Oncologists worked with me to ONLY remove infected cancer from my breasts. And suddenly I was back on my feet with that stupid wheelchair left behind. And CANCER FREE. (Yes I still get check ups... every 6 months)
I started college. Something I could do at home with no judgements from others. I had total control over it. It was my thing. Something for only me....
I finished my degree to show my kids that we are fighters and nothing can stop you from pursuing your dreams. Then I got hired at 3 jobs... my life post military was changing for the better.
TRUST ME I NEVER THOUGHT IT WOULD OR COULD.”
“All of this might be scattered. But it is a lot and I have fought to make my life better. But not for me. For my kids. They are everything to me. They are my reason for waking up day with a smile. They are my reason to fight. I mean they ARE MY FIGHT.

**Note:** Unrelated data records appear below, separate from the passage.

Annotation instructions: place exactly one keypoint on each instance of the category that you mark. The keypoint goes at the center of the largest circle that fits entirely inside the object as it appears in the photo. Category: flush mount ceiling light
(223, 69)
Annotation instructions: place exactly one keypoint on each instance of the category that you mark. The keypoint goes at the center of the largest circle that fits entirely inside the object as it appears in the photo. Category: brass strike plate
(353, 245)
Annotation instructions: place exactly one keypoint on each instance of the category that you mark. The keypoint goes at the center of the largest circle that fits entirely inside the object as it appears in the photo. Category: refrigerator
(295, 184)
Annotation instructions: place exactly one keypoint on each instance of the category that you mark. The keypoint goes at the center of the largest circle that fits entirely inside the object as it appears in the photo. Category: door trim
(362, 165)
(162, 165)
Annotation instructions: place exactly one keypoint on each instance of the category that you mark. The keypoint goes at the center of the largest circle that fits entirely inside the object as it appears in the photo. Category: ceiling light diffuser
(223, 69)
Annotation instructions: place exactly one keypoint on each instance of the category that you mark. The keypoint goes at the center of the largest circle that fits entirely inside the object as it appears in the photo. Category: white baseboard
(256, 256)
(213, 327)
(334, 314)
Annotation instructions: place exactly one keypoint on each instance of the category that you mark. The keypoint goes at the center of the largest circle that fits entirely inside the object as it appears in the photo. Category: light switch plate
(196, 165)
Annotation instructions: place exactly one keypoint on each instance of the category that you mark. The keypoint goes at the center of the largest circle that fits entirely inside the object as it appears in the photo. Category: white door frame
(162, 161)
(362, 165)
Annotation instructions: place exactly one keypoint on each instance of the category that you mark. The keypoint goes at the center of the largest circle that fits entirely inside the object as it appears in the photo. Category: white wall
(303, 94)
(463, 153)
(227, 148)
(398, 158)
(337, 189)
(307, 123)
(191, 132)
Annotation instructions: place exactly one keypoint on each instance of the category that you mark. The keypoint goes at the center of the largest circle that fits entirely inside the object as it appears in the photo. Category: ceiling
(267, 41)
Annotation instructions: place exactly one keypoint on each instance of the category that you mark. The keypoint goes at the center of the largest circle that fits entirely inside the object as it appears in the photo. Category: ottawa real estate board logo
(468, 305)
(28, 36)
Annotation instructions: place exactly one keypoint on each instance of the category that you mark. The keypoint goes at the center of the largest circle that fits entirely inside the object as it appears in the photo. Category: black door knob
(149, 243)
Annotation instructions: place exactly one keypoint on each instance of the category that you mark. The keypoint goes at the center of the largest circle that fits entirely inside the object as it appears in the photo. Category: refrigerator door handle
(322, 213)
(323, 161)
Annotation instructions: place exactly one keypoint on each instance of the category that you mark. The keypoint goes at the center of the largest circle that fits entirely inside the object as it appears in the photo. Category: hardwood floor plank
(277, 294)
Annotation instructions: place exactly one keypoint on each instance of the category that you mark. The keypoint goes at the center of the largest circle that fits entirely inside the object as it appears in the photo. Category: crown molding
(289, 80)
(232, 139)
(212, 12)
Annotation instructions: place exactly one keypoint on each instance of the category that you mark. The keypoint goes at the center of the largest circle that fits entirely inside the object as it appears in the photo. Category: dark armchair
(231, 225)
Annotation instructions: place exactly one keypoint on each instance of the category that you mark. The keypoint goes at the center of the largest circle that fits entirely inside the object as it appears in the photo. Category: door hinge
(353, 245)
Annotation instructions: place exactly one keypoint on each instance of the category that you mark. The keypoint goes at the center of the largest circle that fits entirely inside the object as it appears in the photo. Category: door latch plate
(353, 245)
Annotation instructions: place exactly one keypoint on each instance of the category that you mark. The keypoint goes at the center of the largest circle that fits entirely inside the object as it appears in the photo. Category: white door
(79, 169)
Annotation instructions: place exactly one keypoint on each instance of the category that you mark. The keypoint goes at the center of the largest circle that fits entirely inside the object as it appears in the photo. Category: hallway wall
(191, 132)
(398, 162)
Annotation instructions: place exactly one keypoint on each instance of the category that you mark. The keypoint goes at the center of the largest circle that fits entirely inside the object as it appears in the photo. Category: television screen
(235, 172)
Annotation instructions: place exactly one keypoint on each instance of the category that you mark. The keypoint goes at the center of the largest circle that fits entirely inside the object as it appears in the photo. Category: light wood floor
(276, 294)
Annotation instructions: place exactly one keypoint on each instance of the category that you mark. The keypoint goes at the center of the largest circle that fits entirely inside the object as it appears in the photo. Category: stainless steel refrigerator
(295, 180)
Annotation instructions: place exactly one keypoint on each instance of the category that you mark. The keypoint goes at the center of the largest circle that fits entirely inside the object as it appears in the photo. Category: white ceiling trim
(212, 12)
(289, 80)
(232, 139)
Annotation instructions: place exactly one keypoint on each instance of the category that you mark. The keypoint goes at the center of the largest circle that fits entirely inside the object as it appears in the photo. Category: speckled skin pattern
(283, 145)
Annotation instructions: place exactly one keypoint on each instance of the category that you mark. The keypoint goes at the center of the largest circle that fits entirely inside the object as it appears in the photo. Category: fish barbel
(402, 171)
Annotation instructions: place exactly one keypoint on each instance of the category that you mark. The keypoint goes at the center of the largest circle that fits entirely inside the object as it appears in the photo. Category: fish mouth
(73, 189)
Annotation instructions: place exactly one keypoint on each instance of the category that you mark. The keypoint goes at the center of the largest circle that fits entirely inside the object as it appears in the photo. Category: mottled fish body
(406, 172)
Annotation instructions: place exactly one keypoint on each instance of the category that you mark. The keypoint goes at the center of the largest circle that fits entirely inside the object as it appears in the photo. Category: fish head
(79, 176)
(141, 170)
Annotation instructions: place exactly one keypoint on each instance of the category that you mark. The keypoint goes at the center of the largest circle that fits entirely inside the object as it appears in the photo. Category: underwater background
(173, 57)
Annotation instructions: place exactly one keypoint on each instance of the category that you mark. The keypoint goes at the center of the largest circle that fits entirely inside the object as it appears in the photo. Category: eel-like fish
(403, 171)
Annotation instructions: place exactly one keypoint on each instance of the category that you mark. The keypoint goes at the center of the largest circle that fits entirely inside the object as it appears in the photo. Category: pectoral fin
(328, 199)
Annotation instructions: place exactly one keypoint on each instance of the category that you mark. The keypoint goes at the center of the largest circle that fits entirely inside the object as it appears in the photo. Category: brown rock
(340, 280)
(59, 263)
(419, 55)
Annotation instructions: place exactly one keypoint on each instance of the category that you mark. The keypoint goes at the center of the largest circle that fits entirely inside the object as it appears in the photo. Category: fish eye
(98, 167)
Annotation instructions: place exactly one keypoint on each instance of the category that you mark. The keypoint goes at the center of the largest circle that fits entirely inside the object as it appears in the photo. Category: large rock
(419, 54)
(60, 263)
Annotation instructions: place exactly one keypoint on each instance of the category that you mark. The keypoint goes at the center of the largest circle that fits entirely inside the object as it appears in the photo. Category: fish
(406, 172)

Yes. I still live in pain every day. Yes I still drink. (Not as much) but the contemplation of ending everything left that day back in 2015.... that peace is still in me. Has to be in me. I have to show the world my own version of peace because there is too much hate and pain in our world.
All we have to do is find our fight. Find out what is the most important thing in life. And spend each day fighting for that thing or in my case things. My two miracle babies that I was never supposed to have.
But I refuse to lose them.
Kait thank you for this remarkable experience. I cannot believe that was me in those pictures. Thank you for allowing me to share my story. I have fought hard for years to get to where i am now, compared to where I was. But I'm never going back to that dark painful part of my life.
I cant stop thinking about the pictures. I mean seriously?! That's me?! I cant get over it. Thank you for showing me who I am. Who I really am.”
I honestly cannot put into words how much this client has impacted my life in the little time we had together. She is a soul you will always want in your presence and her strength and perseverance is out of this world. Not only a beautiful person, but a beautiful personality to match! Easily one of the most inspirational women to walk through my studio.